The results obtained in our study reveal the necessity for keeping IAP levels low both in laparoscopic operations and patients followed in intensive care. Significant damage was not observed in testicle and lung tissue at 6-mmHg IAP, but at 9 mmHg. So, a precise safe IAP value could not be detected. Based on the results of this study, it can be said that safe IAP value is between 6 and 9 mmHg. However, we consider that studies performed at pressure values between 6 and 9 mmHg are required to obtain a precise pressure value. Besides, time was limited to 1 h because we focused on low pressure values. Thus, we think that time-oriented studies are needed to reveal the changes that may be observed in a longer time.

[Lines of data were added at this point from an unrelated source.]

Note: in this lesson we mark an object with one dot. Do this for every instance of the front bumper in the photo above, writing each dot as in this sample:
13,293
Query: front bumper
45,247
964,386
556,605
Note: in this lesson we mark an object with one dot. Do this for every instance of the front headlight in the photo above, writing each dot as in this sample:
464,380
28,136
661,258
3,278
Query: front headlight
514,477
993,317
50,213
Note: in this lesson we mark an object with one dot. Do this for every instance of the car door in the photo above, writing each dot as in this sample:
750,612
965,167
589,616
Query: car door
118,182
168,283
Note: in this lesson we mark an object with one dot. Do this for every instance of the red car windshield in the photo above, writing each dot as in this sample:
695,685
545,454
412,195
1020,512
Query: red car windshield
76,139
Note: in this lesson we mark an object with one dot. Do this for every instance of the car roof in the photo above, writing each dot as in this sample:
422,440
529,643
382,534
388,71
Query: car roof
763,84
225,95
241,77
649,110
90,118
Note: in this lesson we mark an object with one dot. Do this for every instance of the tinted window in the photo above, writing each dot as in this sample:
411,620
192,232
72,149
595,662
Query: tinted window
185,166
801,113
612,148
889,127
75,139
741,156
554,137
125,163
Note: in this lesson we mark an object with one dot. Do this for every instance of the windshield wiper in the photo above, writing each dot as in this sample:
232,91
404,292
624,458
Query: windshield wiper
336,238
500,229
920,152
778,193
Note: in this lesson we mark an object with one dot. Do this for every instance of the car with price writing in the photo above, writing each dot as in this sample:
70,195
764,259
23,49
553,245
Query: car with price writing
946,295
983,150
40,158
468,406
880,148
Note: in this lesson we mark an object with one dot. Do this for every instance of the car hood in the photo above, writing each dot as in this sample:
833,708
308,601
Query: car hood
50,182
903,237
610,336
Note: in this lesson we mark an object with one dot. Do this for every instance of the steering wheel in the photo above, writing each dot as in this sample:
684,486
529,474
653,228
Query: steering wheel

In conclusion, IAP increase affects the functions of all organs. Practically, IAP should be kept between 8 and 12 mmHg both in laparoscopic operations and in intensive care patients. However, studies in literature that show organ functions are affected at IAP values lower than the proposed values present the necessity for lowering these values and/or development of protective agent or alternative methods that will eliminate these effects. An important limitation of the studies in literature is that they do not include simultaneous information regarding the organ functions in different body compartments. We consider that the results obtained in this study can contribute to determine safe IAP values to be preferred in clinical applications, as organ damages in different body compartments were simultaneously examined. According to the data obtained in our study, when organs in different body compartments are assessed as a whole, we predict that IAP values between 6 and 9 mmHg are safe. However, we believe that this study should be supported by new experimental and clinical studies to be performed at pressure values between 6 and 9 mmHg.

Conflict of interest

The authors have no conflict of interest and no funding exists.